In un Paese con un briciolo di decenza, l'espressione "asili nido a Kiev" pronunciata con tono di minaccia passivo-aggressiva avrebbe meritato l'immediato licenziamento dell'autore, usata per infangare le Forze Armate e per elogiare, con un luccichio nei denti, le truppe russe alimentate da vodka e oscenità. Ma in Portogallo, Agostinho Costa è trattato come una sorta di stupido oracolo del Donbass, a cui dobbiamo rispetto per il semplice fatto che un tempo ha indossato un'uniforme e ha imparato a dire "geopolitica" senza strozzarsi, anche se non sempre.

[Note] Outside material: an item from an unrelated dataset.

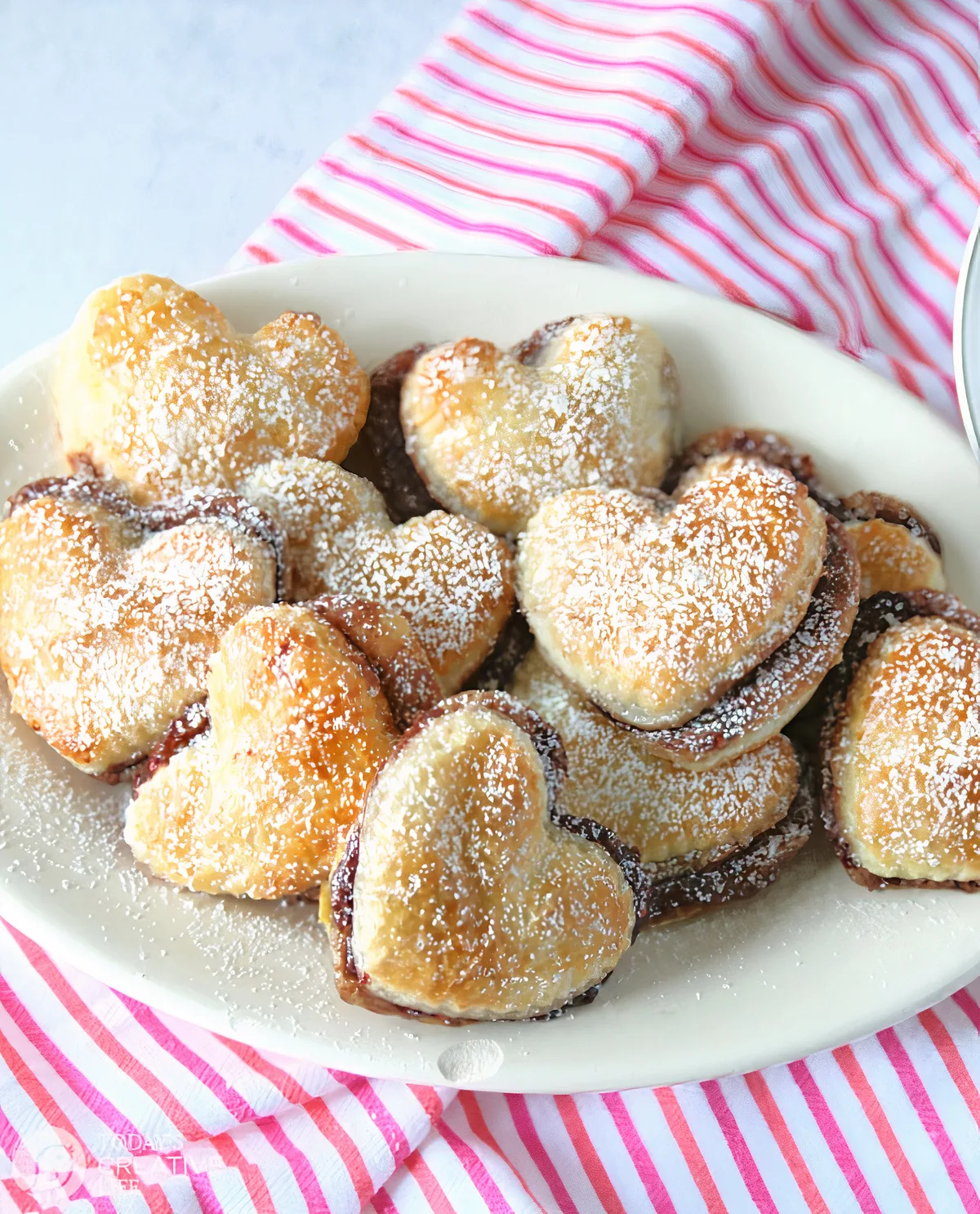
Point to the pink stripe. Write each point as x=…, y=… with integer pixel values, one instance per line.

La sua logica è un manuale sovietico rattoppato con il nastro adesivo. Se la Russia bombarda, è una "reazione". Se l'Ucraina risponde, è "terrorismo". Se Putin invade, è una "strategia". Se Zelensky resiste, è una "provocazione". Il tutto servito con l'intonazione di un pappagallo impettito, che si agita ogni volta che un altro partecipante al panel osa contraddire la narrazione importata dall'Est. È allora che conosciamo il vero Agostinho Costa: irritato, apoplettico, truculento, balbuziente, paternalistico, un mix tra il maresciallo Žukov e un taverniere di Sabugal, ma senza il carisma del primo o l'autenticità del secondo.

Non mancano episodi che farebbero arrossire qualsiasi produttore televisivo con due neuroni e mezzo: quando ha assicurato che «la Crimea non è mai stata veramente ucraina» (una perla di geopolitica reperibile solo nei manuali sovietici del 1975), o quando ha affermato, con aria seria, che «la Russia ha reagito solo alle provocazioni della NATO», come a giustificare una rapina perché le porte della banca erano aperte.

Di fronte ai crimini di guerra documentati a Bucha, Costa ha avuto l'audacia di chiedere "considerazione nell'analisi" e ha suggerito che "molto di ciò che vediamo potrebbe essere una messa in scena". Messa in scena, va notato, detto con lo stesso tono di chi dubita dell'esistenza di Giove, perché non l'ha visto con i propri occhi.

Il generale Costa non è solo di parte. È un triste sintomo. Un prodotto del mix letale di ignoranza letteraria e venerazione post-sovietica per la propaganda russa. Per lui, l'integrità territoriale dell'Ucraina è un dettaglio irrilevante, mentre la sensibilità emotiva del Cremlino merita un trattamento diplomatico e sedute di aromaterapia.

Ci vogliono talento e coraggio per assistere alla distruzione dei bombardieri strategici russi sul suolo russo e reagire con il rammarico di chi ha perso la finale dei Mondiali. Per Agostinho Costa, l'errore dell'Ucraina è rifiutarsi di morire in silenzio, e l'errore dell'Occidente è credere che ci siano ancora parti giuste in una guerra.

Il nostro problema, però, è dover sopportare questa videocassetta VHS gracchiante e balbettante, in cui il coraggio degli ucraini viene definito "nazismo" e dove le parole "NATO", "provocazione" e "sotor" vengono usate in proporzioni tutt'altro che omeopatiche.

Finché questo generale da poltrona continuerà a essere promosso come un “esperto”, saremo condannati a vedere la guerra attraverso la lente sporca del Cremlino, secondo cui distruggere i bombardieri è una provocazione pericolosa, ma usarli per radere al suolo le città è semplicemente una “dinamica strategica”.